Note that for the first three, they generally contact the doctor and verify/try to persuade, not outright override and refuse. They help catch problems, not generally cause them. It looks like there are several states where pharmacists are actually required to provide medication[1], although that link mentions specifically personal beliefs, so I don't know if it applies for the other three issues as well.
If that's all you mean, then I don't think we disagree actually. But it doesn't look like it's as clear-cut legally as you were suggesting before, and I'm far from alone in thinking that pharmacists can't just decide never to fulfill a prescription without a damn good reason (i.e. it's definitely going to kill the patient).

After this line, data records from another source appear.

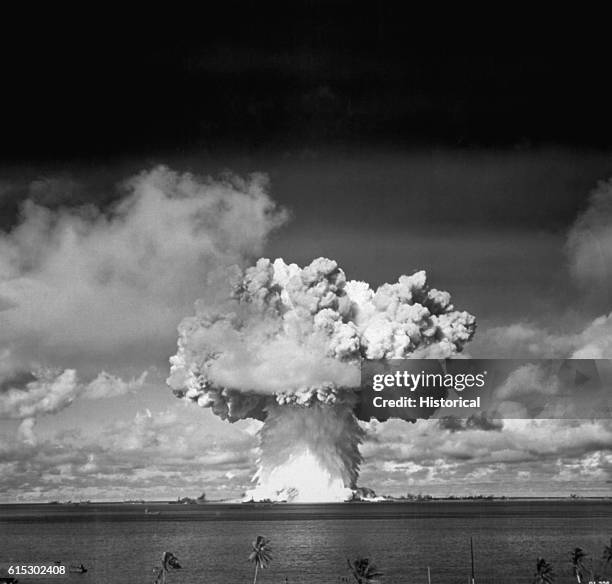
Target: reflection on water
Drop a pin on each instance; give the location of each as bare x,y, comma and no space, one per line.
119,543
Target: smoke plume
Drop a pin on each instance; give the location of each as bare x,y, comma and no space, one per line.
286,349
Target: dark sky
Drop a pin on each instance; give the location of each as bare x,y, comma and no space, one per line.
391,154
252,75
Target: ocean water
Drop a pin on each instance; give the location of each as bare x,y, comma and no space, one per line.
310,543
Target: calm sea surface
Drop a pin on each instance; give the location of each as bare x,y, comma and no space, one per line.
119,543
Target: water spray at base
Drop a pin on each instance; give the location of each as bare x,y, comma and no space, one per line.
286,349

[1]: https://www.nbcnews.com/news/us-news/can-pharmacist-legally-...
Legally in my state they must refuse to fill prescriptions they believe were not created by a proper doctor patient relationship, which includes a lot of these Ivermectin phone doctors. But that’s a slightly different issue.

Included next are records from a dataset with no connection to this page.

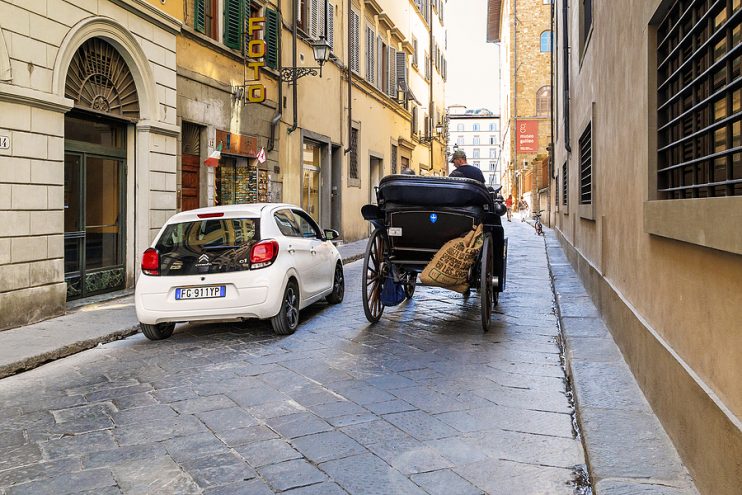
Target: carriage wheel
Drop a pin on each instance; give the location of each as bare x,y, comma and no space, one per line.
486,290
373,276
410,284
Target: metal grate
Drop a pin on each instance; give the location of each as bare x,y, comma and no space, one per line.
586,166
353,162
699,100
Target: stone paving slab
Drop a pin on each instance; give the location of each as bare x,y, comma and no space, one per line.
421,402
627,449
24,348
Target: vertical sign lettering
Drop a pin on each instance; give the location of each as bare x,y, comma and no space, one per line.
255,91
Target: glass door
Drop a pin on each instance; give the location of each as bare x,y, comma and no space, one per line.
94,207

But Ivermectin is not just a "dewormer" as the media has been running with to sensationalize things and try to throw shade at Joe Rogan for taking, and is known to have antiviral and anti-inflammatory properties, and is known to be safe in proper doses because it's been prescribed to humans for quite some time.
Dr. John Campbell is a highly respected doctor that, since the beginning of this pandemic, has been going over medical studies and data and making them understandable to the general public (I do watch a good handful of his videos, but I've been skipping the Ivermectin ones up until tonight).
The very first video[1] of him going over Ivermectin has a peer-reviewed meta-study that gives moderate-certainty level evidence that when clinicians have given Ivermectin to patients it's resulted in a 62% reduced risk of death compared to not taking it. And honestly that surprised me, up until I watched that tonight I was certain he was going to say it may have had a very mild positive effect and that's all.
[1]: https://www.youtube.com/watch?v=3j7am9kjMrk
I also know my friend highly respects this guy and watches his videos a lot as well. Probably why he was seeking the prescription in the first place, was after seeing the information from these studies, instead of just "well the FDA hasn't approved it therefore it's poison".
Again I'm not going to dig deeper than that right now, I've already spent most of my limited free time this evening doing this instead of other productive things. But yeah, sure looks like a pharmacist could potentially be doing harm by preventing these prescriptions from fulfilling.
I don't even care about this drug specifically (I've been actively avoiding reading up on it and just threw it in with Hydroxychloroquine as a non-drug up until now). It just bothered me to learn that pharmacists were refusing to fill a prescribed drug.
And after listening to my friend provide his reasoning for wanting to take it in small doses, I figured he had researched this a lot more than I had up to this point and was willing to give him the benefit of the doubt.
There are severe issues with the Ivermectin studies that have shown a positive effect. One of them is believed to be an outright piece of fraud. This was literally discussed in the article this thread is about.
If you're just going to ignore the article posted and "do your own research", then stop wasting our time here.
It doesn't matter, I don't care about Ivermectin or what you or anyone think about it, good or bad. I'm not planning to take it and never was.
My point was if something (ANYTHING) gets prescribed by a doctor, pharmacists should generally fill it barring those other reasons I mentioned above. I made my point, you made yours. Have a good day.